Seriously though, go with the Orcas; they are sexy!  I want to get them.


----------



## majestic12 (Sep 1, 2011)

AhokZYashA said:


> do you need the mic?
> if yes, use the AD700 and zalman clip mic.
> 
> if you dont need mic, also AD700



What AhokZYashA said -can't go wrong with an ATH-AD700.  An AD500 is about as good if you can find it a lot cheaper.


----------



## satindemon4u (Sep 1, 2011)

Like I said, don't need a mic lol. Sent my skull candies in finally. I think I may just go with the Razers. Not sure yet though.


----------



## Fourstaff (Sep 1, 2011)

satindemon4u said:


> Like I said, don't need a mic lol. Sent my skull candies in finally. I think I may just go with the Razers. Not sure yet though.



AD700 it is then.


----------



## satindemon4u (Sep 1, 2011)

Fourstaff said:


> AD700 it is then.



Possibly!


----------



## AhokZYashA (Sep 3, 2011)

yep, for gaming without mic, AD700 is one of the best option.

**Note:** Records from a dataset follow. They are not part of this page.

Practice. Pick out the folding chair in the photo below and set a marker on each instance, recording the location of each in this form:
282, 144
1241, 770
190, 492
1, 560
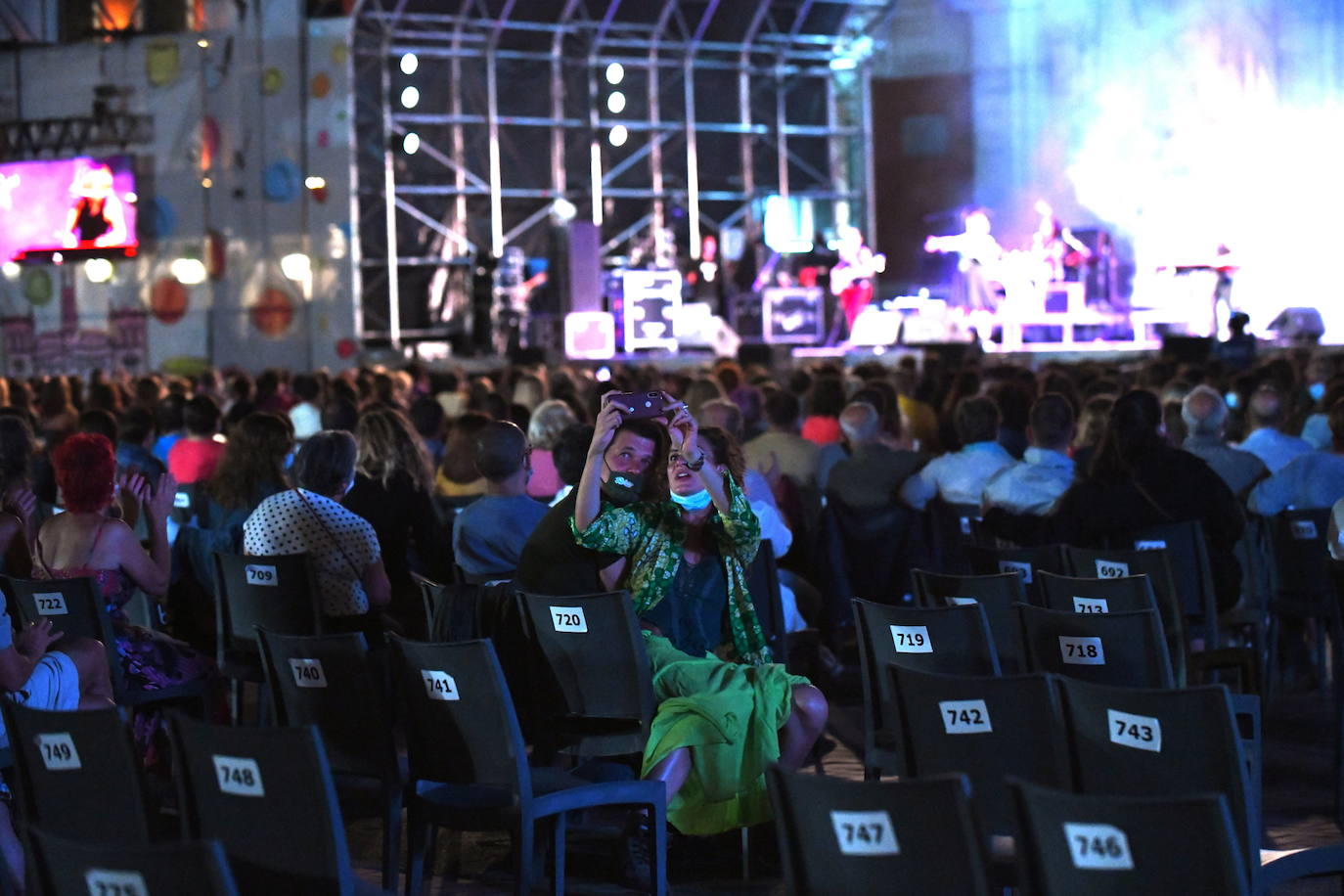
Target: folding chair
266, 795
1107, 845
590, 672
77, 610
79, 868
468, 765
953, 640
840, 837
334, 683
274, 593
996, 594
1113, 648
77, 774
985, 729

nice, spacious soundstage, accurate positioning, and not to mention, very" comfortable


----------



## manofthem (Sep 3, 2011)

Is the Corsair Gaming Audio Series HS1A 3.5mm any good?  They're on sale at Newegg for $50 with a promo code, $40 after MiR.


----------



## AhokZYashA (Sep 3, 2011)

i dont think it can beat the sound quality, and comfort level of the AD700,


----------



## Cold Storm (Sep 3, 2011)

Yep, another AD700 lover here. I enjoy mine a lot!


----------



## PVTCaboose1337 (Sep 3, 2011)

Do you have a preference between open and closed air designs?  Loud environment?  I always go open air if the environment is quite, better quality IMO.


----------



## satindemon4u (Sep 4, 2011)

May go with the AD700's. I found a pair on a website for 69.99. They are new but factory reconditioned, approved, and with full warranty. Should I scoop them up? Link below.

http://www.soundprofessionals.com/cgi-bin/gold/category.cgi?item=ATH-AD700&source=froogle


----------



## Cold Storm (Sep 4, 2011)

I don't see why not to get it threw them.. if it has full warr then it's still good with AT..


----------



## satindemon4u (Sep 4, 2011)

Cold Storm said:


> I don't see why not to get it threw them.. if it has full warr then it's still good with AT..



My thoughts exactly.


----------